In 1978, he started his humble beginnings again as he rented a small retrofit loft studio in Tribeca. A year after, he relocated to Green Point loft in Brooklyn  for 3 years before he finally settled home in Hollis Queens in 1982. 
During his years in New York, he won several awards most notably the First Prize at ARTISTS USA, a National Art Competition at World Trade Center in 1981. He was also a recipient of the 1993 NY State Governor’s Award for ‘The Most Outstanding Asian American in Art’ , given by the late New York Governor Mario Cuomo. He was cited as a prolific and innovative artist who made lasting contributions in which he remembers homelessness, domestic violence and AIDS sufferers. He deconstructs experiences and expresses the life that is lived on the border between the Asian and American culture”.



Bert in his neighborhood and friends was also known as a handyman, as he single-handedly restructured his own home at Queens, New York from every aspect of rebuilding.
In his effort to lend a helping hand to a friend where he was invited to fix a skylight roof, he accidentally fell from the roof hole and suffered a spinal injury that paralyzed his lower body. After years of rehab treatment, the Doctors and Specialists adviced that he couldn’t paint anymore while many of his artist friends thought his career was over. 
Despite the disability and pain, Bert persisted to work around his physical condition and painted again. His gifted creativity and tenacity was unfazed that he produced many artworks on paper, life-size canvas paintings and sculptures while on a wheelchair.

In Bert's sketch study entitled 'No. 8", he scribbled a small note:

"Oct 26, 1989 - I had an accident that almost ended my career as an Artist... survived the significant turn of a fateful event in my artistic, personal and physical challenge through years of rehab and trying to live a normal but disabled life. I personally got back to my art and pursue it creatively but painfully by being productive. No pain- no gain."

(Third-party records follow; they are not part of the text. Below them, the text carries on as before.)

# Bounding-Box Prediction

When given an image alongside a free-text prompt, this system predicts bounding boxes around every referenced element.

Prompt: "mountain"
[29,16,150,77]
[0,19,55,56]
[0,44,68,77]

Challenges in Bert's art career continued in 2001, as he was placed to live in a nursing home to receive the best  immediate care during those critical times. Despite the setback of 10 years of living away from his art studio at home, he continued to find ways to work productively on his art . His small room easily gets filled with paper sketches, artworks and miniature sculptures, regardless of whether he has little or no art materials to work with. Bert's creative instinct managed to find ways not only to create art but he produced a series of award winning artworks using only multi-colored Bic pens on paper that was available to him at that time. In the nursing home, Bert joined art competitions and exhibitions, and has won several times that he was given a recognition as an 'Honored Senior Artist' by the American Association of Homes and Services for the Aging. In 2012, it was his personal desire to go back to his own home and art studio after a series of long recovery from the hospital. On August 31st 2014, it was God's will to take Bert on His side and finally ended his agonizing pain and sufferings brought by the injury for 25 long years.

The tragic accident was definitely Bert’s toughest challenge in life, but ART served as his THERAPY, his life-long commitment, and his devotion. To overcome one's disability and still won several art competitions while on a wheelchair truly exemplify Bert as a true artist by heart and mind. His life story, his works, and his art legacy remain with us, hopefully to serve as an inspiration to all aspiring artists, and a simple reminder that mind is over matter.